Rank #2: Peter Jackson: Master of Film Fantasy
Peter Jackson grew up in a country without any film industry or film schools, and yet, he only ever wanted to do one thing: make movies. The story of how he came to direct The Lord of the Rings (and Heavenly Creatures, The Hobbit, King Kong, and They Shall Not Grow Old) is both improbable and inspiring. He tells the story here of how he quit school to earn enough money for a 16 millimeter camera, and then, while learning to use it, inadvertently created his first feature length film -- a gory, sci fi comedy that landed him at the Cannes Film Festival. Jackson also describes what an audacious and unlikely idea it was that he, a New Zealander who made campy “splatter movies” as he calls them, would get the rights and the funding to turn the Lord of the Rings into a film trilogy. But the Rings of Power were clearly on his side. They were three of the most technically sophisticated and highest earning films of all time.
Rank #3: Sonia Sotomayor: Power of Words
Justice Sonia Sotomayor tells the extraordinary story of her voyage from the most dangerous neighborhood in the United States, to the highest court in the land -- a voyage fueled by the power of words. In a wide-ranging conversation with NPR's Nina Totenberg, recorded at the Supreme Court in 2016, Sotomayor shares her earliest memories of life in the tenements of the South Bronx: her diagnosis with diabetes, her trips to the market with her beloved grandmother, her father's death, and her love affair with books. She also talks about how she learned to learn, and to rely on the wisdom of friends and colleagues -- skills that carried her through Princeton, Yale, her prestigious legal career, and one beautiful throw from the pitcher's mound.

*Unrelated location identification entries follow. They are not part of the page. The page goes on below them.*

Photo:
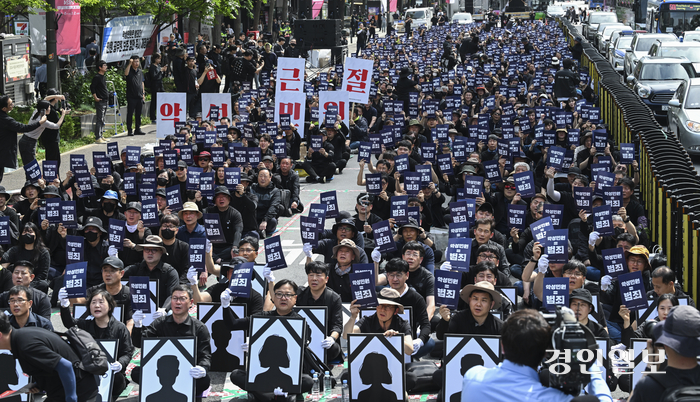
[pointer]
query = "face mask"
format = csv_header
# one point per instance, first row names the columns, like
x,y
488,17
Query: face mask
x,y
167,233
27,238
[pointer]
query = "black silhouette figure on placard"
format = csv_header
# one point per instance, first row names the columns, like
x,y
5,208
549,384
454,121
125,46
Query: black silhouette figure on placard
x,y
375,372
8,375
168,370
273,355
221,359
468,361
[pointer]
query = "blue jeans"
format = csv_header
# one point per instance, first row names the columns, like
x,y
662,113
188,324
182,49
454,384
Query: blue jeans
x,y
592,274
615,331
426,349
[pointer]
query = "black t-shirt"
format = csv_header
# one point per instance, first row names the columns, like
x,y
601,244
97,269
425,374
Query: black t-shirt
x,y
39,351
370,325
134,84
422,281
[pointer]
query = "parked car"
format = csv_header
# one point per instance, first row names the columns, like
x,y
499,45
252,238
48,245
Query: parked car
x,y
604,32
462,18
655,80
596,18
690,50
684,115
641,43
616,55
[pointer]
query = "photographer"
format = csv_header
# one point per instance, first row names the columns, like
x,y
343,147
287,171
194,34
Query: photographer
x,y
678,335
516,378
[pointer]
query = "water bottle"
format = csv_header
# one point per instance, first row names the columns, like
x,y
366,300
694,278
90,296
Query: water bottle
x,y
346,391
314,391
327,384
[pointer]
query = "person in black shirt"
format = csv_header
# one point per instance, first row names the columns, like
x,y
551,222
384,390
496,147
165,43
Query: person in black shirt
x,y
50,361
103,325
285,297
178,324
477,319
22,275
155,80
135,94
231,223
177,251
254,304
112,273
679,336
98,88
318,294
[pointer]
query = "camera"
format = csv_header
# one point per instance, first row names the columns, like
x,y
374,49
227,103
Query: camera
x,y
569,335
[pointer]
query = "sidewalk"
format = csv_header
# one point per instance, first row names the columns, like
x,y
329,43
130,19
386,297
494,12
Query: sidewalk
x,y
14,181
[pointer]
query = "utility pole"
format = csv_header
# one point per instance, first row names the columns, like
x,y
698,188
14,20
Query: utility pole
x,y
51,56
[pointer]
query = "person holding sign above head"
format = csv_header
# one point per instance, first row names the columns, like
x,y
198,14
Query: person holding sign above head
x,y
102,324
154,267
344,255
517,378
135,234
177,325
20,301
254,303
396,275
269,201
176,250
231,223
112,273
284,298
318,294
637,261
319,163
481,297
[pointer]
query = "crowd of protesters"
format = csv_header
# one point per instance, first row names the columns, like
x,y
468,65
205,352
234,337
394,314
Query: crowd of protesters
x,y
480,103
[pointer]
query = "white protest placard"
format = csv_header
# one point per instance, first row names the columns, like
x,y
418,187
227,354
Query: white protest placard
x,y
122,42
357,79
172,107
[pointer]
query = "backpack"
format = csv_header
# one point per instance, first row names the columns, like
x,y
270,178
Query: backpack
x,y
92,358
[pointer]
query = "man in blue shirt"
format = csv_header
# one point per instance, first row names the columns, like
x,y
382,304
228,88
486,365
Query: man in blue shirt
x,y
516,378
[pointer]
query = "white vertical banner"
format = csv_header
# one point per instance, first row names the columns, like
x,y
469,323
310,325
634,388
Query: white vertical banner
x,y
333,98
290,75
357,79
223,101
172,107
293,104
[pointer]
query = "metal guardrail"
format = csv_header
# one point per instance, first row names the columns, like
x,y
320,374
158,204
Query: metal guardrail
x,y
669,185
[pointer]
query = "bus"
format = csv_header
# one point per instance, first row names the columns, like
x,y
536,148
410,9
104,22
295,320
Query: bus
x,y
674,16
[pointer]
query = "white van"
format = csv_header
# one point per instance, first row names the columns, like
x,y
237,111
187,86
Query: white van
x,y
420,16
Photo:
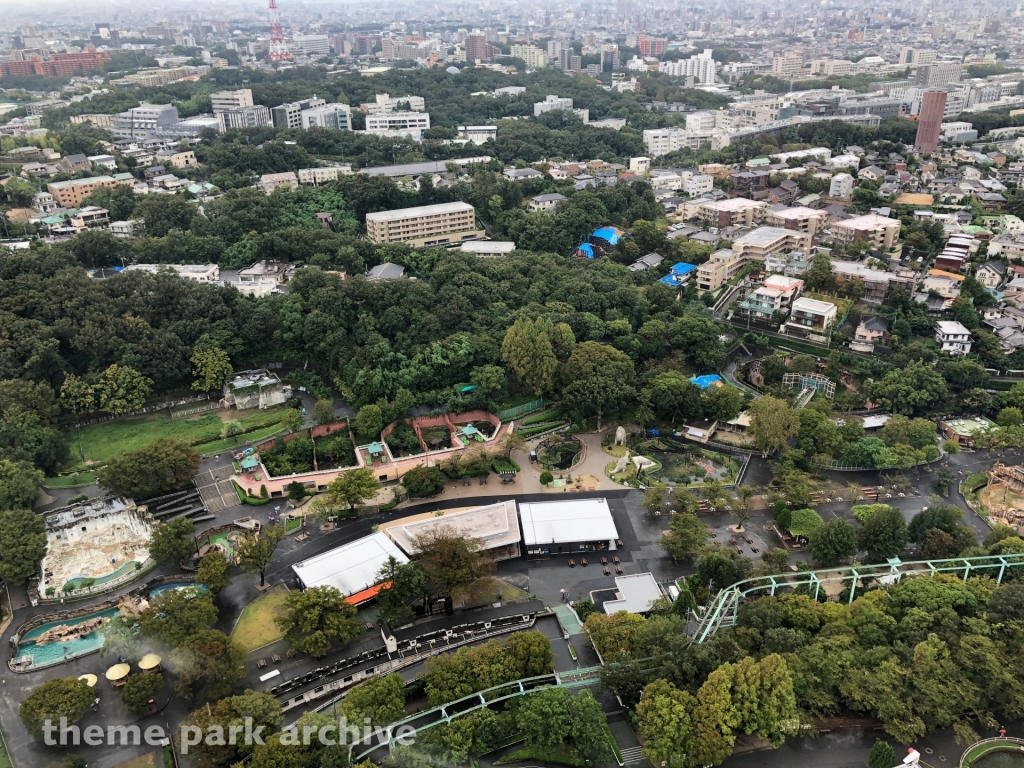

Music in this episode by Kara Square, Brightside Studio & BenSound.com.
Rank #4: Anthony M. Kennedy: Principles of Freedom
Justice Anthony Kennedy, often the deciding vote in critical Supreme Court cases - from abortion to campaign finance to same-sex marriage - talks about his path to the judiciary. He also eloquently describes his devotion to the ideals of freedom and human dignity, and to civil discourse, in an era when it is more badly needed than ever.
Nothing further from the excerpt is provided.